As Petaluma progressed with its new General Plan 2025, it came up short of water, just like the county. Petaluma staff and City Council have now concluded that “water supply from SCWA alone is not sufficient to meet current and anticipated demand” necessary for Petaluma’s growth as predicted for the upcoming new Petaluma General Plan (Staff report, 3/31/06), with demand exceeding supply by 2011. As a result, it would have to enact a building moratorium if it couldn’t find an alternative.

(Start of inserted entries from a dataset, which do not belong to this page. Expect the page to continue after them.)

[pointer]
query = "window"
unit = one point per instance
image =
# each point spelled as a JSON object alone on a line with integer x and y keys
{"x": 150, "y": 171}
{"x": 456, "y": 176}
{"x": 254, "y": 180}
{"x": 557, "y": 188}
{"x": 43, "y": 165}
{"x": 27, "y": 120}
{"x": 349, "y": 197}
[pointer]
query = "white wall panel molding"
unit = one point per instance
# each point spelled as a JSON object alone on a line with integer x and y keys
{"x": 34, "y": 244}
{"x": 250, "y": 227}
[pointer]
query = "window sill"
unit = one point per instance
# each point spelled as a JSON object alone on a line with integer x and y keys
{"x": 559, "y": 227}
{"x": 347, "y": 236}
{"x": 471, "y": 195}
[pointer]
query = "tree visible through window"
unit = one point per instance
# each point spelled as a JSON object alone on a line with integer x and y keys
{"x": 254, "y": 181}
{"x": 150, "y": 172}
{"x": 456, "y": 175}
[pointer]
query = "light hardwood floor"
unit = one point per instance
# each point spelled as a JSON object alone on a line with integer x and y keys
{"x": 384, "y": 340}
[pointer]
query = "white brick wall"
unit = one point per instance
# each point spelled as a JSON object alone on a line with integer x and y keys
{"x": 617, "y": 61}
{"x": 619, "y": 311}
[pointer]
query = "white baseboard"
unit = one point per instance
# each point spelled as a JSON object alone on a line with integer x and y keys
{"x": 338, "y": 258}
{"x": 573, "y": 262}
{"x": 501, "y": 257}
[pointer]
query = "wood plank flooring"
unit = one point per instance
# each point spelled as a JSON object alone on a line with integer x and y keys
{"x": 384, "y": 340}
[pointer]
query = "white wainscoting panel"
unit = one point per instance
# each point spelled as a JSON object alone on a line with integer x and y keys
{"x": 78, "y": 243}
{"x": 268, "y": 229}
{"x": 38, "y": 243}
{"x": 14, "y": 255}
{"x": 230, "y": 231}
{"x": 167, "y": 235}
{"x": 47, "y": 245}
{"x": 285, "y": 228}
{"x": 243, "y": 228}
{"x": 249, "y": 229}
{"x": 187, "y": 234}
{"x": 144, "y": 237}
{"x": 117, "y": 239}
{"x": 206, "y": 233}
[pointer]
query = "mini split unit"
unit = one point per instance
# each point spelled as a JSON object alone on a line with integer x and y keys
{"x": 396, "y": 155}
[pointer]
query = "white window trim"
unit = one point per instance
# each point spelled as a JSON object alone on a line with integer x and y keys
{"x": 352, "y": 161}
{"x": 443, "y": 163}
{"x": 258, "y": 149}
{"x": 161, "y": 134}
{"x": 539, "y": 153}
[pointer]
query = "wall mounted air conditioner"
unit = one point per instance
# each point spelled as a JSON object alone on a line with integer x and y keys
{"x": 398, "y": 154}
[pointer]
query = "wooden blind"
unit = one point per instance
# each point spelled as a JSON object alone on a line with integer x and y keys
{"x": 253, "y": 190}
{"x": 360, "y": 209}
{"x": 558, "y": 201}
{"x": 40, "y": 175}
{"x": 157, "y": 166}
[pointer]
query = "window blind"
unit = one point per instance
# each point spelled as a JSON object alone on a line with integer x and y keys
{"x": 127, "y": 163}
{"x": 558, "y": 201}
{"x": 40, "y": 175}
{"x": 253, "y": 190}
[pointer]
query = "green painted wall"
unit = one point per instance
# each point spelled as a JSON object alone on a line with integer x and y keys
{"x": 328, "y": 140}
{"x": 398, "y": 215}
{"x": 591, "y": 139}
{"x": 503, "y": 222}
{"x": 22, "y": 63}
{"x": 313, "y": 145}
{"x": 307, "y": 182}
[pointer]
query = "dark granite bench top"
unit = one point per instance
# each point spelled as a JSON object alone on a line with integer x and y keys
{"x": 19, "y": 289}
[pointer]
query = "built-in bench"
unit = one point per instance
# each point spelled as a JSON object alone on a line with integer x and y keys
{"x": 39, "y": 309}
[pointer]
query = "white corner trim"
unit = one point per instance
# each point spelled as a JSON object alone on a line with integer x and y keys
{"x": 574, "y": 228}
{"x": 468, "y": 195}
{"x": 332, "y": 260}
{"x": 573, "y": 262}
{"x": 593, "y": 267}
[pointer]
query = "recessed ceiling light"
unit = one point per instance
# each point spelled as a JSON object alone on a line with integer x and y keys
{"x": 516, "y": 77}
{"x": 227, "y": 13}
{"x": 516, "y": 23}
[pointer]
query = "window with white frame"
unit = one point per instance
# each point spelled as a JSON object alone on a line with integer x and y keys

Instead of complaining or instituting a moratorium, or increasing demands for Eel or Russian River water, or waiting for SCWA to resolve water supply and transmission and fishery issues, or relying significantly on local groundwater, the City Council and staff worked out a new proposal for aggressive conservation and water efficiencies. This includes extensive reuse of recycled treated wastewater for irrigation of parks, playfields and golf courses in lieu of using potable water from SCWA’s system. New development would pay most costs for supplying the “new” water. Existing ratepayers would not be burdened with these costs.
Petaluma provides a very good example as a roadmap for all the county’s water suppliers to adopt as well. See the complete city staff report “Draft General Plan 2025 Preliminary Water Supply Analysis” If one city can do this, then all of them can.
In this change of thinking, there is indeed a much brighter future for the Eel River.